Provided by: collectd-core_5.4.0-3ubuntu2.2_amd64 bug

NAME

       collectd-threshold - Documentation of collectd's Threshold plugin

SYNOPSIS

        LoadPlugin "threshold"
        <Plugin "threshold">
          <Type "foo">
            WarningMin    0.00
            WarningMax 1000.00
            FailureMin    0.00
            FailureMax 1200.00
            Invert false
            Instance "bar"
          </Type>
        </Plugin>

DESCRIPTION

       Starting with version 4.3.0 collectd has support for monitoring. By that we mean that the
       values are not only stored or sent somewhere, but that they are judged and, if a problem
       is recognized, acted upon. The only action the Threshold plugin takes itself is to
       generate and dispatch a notification. Other plugins can register to receive notifications
       and perform appropriate further actions.

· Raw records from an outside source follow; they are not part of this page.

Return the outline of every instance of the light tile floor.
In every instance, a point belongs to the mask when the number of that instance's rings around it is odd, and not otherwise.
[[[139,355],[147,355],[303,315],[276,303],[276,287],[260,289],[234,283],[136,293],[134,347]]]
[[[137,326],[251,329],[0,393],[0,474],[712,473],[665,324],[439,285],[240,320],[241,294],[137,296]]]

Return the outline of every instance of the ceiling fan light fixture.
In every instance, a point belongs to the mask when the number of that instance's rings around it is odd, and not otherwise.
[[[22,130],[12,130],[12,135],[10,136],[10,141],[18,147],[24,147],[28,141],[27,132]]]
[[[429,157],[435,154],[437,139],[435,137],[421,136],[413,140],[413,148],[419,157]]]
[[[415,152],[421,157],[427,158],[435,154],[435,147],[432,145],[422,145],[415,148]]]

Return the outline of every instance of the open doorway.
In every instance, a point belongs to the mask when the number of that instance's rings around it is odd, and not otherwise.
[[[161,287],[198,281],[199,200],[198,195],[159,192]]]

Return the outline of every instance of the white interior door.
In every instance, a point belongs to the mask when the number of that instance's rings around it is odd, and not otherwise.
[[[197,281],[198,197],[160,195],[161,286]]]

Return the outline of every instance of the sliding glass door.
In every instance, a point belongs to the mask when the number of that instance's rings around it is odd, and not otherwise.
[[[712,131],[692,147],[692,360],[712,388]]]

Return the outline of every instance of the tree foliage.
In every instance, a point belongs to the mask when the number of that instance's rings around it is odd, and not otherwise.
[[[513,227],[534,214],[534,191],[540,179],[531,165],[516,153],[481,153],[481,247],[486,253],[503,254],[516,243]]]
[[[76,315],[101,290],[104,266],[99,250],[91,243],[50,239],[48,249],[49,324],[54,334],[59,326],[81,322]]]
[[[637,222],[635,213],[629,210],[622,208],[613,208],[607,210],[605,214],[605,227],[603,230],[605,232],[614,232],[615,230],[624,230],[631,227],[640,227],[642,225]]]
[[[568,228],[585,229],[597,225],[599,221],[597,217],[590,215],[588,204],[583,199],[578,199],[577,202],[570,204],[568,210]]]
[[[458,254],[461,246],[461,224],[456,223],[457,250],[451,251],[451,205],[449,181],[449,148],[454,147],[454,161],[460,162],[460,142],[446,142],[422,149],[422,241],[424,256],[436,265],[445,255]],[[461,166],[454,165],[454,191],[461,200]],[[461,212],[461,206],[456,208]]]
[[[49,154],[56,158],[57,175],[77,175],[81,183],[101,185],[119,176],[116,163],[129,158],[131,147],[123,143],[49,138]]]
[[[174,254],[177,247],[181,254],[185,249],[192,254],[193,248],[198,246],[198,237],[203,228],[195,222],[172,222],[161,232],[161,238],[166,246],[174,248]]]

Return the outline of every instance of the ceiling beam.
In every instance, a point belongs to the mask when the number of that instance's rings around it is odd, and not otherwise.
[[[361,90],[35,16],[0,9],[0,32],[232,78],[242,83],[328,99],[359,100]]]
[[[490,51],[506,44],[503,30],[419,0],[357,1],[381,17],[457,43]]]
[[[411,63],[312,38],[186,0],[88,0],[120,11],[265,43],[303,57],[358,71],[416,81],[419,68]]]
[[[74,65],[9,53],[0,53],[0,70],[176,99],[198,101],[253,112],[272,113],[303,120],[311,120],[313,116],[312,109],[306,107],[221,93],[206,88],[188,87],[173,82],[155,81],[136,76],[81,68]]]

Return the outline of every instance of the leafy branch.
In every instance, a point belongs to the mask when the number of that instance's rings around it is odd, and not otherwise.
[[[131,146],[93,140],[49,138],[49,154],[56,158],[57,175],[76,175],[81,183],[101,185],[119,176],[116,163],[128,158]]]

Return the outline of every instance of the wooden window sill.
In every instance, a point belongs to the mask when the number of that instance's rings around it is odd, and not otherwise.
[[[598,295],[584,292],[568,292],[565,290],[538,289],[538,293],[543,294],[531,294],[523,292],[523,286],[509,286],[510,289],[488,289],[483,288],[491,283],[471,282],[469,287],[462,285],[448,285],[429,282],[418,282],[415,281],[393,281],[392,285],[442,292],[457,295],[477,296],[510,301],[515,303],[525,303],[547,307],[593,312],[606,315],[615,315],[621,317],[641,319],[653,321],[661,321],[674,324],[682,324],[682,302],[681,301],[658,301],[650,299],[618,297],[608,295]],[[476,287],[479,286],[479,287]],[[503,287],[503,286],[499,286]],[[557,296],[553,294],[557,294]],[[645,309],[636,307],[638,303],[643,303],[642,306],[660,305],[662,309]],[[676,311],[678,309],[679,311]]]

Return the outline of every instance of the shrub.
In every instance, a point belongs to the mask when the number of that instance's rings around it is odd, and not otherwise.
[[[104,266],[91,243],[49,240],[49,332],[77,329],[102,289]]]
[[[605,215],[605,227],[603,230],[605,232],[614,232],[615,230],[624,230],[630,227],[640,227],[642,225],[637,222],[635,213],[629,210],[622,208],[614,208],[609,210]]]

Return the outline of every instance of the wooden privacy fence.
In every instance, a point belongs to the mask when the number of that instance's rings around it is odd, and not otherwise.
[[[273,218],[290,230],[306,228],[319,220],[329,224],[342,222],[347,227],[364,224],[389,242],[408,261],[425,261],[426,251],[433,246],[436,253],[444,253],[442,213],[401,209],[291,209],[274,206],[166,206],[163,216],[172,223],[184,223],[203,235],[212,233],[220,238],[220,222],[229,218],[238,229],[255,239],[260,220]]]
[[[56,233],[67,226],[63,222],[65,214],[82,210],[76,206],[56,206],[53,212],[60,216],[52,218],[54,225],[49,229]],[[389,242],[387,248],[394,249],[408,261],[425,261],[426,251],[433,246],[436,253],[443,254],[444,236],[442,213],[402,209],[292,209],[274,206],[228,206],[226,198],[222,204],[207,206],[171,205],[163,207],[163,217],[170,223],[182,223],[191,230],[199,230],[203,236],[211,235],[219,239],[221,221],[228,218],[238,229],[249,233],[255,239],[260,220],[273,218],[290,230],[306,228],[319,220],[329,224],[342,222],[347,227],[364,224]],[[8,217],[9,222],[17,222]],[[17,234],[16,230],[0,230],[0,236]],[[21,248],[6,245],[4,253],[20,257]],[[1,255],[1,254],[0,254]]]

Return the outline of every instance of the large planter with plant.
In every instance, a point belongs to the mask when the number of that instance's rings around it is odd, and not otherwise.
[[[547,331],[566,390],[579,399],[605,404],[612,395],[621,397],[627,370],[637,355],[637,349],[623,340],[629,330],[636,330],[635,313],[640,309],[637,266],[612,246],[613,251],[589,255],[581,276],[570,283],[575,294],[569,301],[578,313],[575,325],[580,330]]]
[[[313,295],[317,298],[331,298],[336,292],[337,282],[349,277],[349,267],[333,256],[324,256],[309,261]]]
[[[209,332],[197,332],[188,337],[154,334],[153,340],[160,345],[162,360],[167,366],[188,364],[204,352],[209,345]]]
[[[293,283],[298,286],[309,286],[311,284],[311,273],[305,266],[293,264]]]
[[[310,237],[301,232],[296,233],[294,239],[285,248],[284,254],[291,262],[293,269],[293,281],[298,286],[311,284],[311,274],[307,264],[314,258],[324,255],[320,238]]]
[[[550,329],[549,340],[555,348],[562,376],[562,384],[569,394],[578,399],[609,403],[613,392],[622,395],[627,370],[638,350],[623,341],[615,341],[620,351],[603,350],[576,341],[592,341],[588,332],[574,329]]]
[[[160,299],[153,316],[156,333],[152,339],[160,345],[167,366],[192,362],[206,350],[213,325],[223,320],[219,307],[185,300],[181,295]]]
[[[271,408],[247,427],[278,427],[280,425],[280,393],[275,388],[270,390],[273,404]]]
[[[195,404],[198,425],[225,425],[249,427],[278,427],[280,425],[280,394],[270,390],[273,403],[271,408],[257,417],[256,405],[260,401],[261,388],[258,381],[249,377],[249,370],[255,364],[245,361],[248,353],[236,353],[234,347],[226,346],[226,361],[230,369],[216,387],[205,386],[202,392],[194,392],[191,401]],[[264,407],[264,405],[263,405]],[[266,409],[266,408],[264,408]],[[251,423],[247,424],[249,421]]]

       Since systems and what you expect them to do differ a lot, you can configure thresholds
       for your values freely. This gives you a lot of flexibility but also a lot of
       responsibility.

       Every time a value is out of range, a notification is dispatched. This means that the idle
       percentage of your CPU needs to be less then the configured threshold only once for a
       notification to be generated. There's no such thing as a moving average or similar - at
       least not now.

       Also, all values that match a threshold are considered to be relevant or "interesting". As
       a consequence collectd will issue a notification if they are not received for Timeout
       iterations. The Timeout configuration option is explained in section "GLOBAL OPTIONS" in
       collectd.conf(5). If, for example, Timeout is set to "2" (the default) and some hosts
       sends it's CPU statistics to the server every 60 seconds, a notification will be
       dispatched after about 120 seconds. It may take a little longer because the timeout is
       checked only once each Interval on the server.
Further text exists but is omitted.